Volgens Reuters, zijn we in de afgelopen 15 jaar in de VS van null pediatrische genderklinieken naar meer dan 100 gegaan. Er moet een grondige analyse worden uitgevoerd om erachter te komen wat hun patiënten is aangedaan en waarom – en wat de lange termijn gevolgen zijn.

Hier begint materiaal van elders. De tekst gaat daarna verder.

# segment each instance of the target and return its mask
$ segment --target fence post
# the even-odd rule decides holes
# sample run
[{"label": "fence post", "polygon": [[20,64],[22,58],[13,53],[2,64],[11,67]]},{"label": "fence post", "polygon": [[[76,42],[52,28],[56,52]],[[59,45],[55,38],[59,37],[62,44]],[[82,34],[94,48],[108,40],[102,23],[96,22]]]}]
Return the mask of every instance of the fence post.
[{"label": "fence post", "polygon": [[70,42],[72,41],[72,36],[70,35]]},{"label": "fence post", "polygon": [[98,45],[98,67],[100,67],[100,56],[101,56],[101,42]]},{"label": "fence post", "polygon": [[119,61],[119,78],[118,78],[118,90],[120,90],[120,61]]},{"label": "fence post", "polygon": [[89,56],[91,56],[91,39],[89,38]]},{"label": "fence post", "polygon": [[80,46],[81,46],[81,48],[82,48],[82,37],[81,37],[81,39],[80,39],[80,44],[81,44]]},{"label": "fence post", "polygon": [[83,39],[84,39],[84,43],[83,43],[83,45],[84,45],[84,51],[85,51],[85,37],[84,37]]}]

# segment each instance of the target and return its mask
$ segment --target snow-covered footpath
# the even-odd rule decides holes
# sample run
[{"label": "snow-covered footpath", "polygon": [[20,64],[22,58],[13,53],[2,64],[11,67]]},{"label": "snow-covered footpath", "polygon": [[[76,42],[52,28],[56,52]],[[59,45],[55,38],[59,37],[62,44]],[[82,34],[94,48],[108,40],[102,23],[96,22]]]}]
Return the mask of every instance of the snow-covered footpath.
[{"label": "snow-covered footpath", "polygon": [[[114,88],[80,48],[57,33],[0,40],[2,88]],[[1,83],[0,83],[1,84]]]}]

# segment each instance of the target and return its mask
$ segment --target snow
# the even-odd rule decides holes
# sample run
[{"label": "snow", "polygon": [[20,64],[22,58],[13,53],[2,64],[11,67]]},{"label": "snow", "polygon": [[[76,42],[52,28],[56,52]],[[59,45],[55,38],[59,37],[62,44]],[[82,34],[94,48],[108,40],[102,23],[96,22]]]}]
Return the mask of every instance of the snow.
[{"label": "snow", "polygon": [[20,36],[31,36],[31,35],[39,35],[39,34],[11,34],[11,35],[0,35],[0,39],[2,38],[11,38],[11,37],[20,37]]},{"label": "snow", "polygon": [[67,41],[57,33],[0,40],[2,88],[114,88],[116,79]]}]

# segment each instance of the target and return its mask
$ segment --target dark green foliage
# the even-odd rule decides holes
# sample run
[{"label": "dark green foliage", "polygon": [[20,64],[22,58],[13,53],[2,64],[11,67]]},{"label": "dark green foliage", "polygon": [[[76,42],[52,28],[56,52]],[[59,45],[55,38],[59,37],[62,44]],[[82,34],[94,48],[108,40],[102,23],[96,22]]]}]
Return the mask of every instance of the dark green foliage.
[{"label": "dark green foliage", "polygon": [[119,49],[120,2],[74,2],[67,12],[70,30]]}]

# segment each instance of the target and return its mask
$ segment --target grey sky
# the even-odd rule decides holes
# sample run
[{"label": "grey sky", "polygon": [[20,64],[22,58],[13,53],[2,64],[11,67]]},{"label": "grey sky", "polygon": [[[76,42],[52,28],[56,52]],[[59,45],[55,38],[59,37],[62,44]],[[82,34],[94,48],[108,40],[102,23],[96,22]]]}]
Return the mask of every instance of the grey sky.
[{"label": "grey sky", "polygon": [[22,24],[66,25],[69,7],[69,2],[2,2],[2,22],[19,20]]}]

De weg die we moeten volgen is duidelijk. Vorig jaar kondigde Engeland aan dat het de pediatrische genderkliniek Tavistock, toen de enige kliniek van de NHS in het land, zou sluiten, nadat een onderzoek slordige praktijken en slechte behandeling van patiënten aan het licht had gebracht. Ook Zweden en Finland hebben pediatrische transitie onderzocht en de praktijk sterk afgeremd, omdat ze vonden dat er onvoldoende bewijs is van het nut ervan en dat het waarschijnlijk zeer schadelijk is.

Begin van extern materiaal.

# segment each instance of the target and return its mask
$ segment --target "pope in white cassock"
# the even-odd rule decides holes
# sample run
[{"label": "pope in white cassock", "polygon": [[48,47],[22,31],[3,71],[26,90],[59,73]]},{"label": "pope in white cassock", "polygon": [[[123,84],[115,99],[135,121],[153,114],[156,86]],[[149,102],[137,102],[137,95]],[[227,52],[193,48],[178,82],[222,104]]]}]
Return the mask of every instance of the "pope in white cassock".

Sommige critici beschrijven het soort behandeling dat wordt aangeboden op plaatsen als het transgendercentrum waar ik werkte als een soort nationaal experiment. Maar dat is fout.
Experimenten worden verondersteld zorgvuldig te worden ontworpen. Hypothesen horen ethisch getoetst te worden. De dokters met wie ik samenwerkte in het Transgendercentrum zeiden vaak over de behandeling van onze patiënten: “We bouwen het vliegtuig terwijl we ermee vliegen.” Niemand mag passagier zijn in dat soort vliegtuigen.